University of Oregon mathematics professor Daming Xu failed to return after walking into the Willamette National Forest nine miles east of Dutton's departure point in November 2007. Xu, in his 50s, was on a day hike carrying a water bottle and guidebook. He wore lightweight clothing despite the lofty 4,500-feet elevation and lateness of the season.
Part of Xu's guidebook was found by another hiker in the French Pete Creek drainage 1 1/2-weeks after he was reported missing. Winter storms forced suspension of the search for him Nov. 18 that year, and nothing more has been seen or heard of him.
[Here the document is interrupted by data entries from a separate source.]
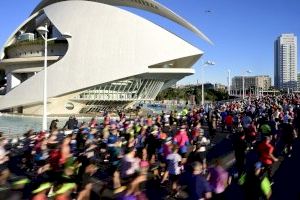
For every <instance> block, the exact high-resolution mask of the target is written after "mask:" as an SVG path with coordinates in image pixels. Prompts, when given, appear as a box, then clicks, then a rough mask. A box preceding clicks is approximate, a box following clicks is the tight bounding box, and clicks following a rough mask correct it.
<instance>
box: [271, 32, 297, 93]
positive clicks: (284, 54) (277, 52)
mask: <svg viewBox="0 0 300 200" xmlns="http://www.w3.org/2000/svg"><path fill="white" fill-rule="evenodd" d="M274 54H275V55H274V85H275V87H276V88H277V89H283V90H297V37H296V36H295V35H294V34H282V35H281V36H279V37H278V38H277V40H276V41H275V45H274Z"/></svg>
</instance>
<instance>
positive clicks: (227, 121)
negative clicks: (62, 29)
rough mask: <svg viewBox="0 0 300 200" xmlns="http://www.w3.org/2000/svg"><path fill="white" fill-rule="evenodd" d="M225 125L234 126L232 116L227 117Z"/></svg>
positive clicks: (227, 116)
mask: <svg viewBox="0 0 300 200" xmlns="http://www.w3.org/2000/svg"><path fill="white" fill-rule="evenodd" d="M225 124H226V125H227V126H232V124H233V117H232V116H231V115H228V116H226V118H225Z"/></svg>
"There is a mystery here," says Dutton's mother, Cynthia Boucher, 66, of Vancouver, Wash. "Both Jake and the professor were experienced hikers on wilderness trails. Two grown men can't simply disappear from the mountains five years apart."
Unfortunately, they can.''
Surviving in the backcountry after straying off a trail often is a matter of knowing how to read a map, compass or GPS unit, and many who have those tools aren't proficient with them, said King, whose office in Benton County conducts about 20 searches a year. Many who fail to survive have poor fire-building skills, are unable to keep warm and dry and didn't bring extra food and water, she said.
Jude McHugh, spokeswoman for the Willamette National Forest, said dense, coastal type rain forest covers much of the terrain where she works, raising the odds that a hiker or backpacker might wander off an established trail. If that happens, the foliage can mask steep drop-offs and cause fatal falls, she said.
People disappear for a lot of reasons, says McHugh.
"Some probably go missing on purpose, some by accident," she said. "Some go to a beautiful spot to take their own lives."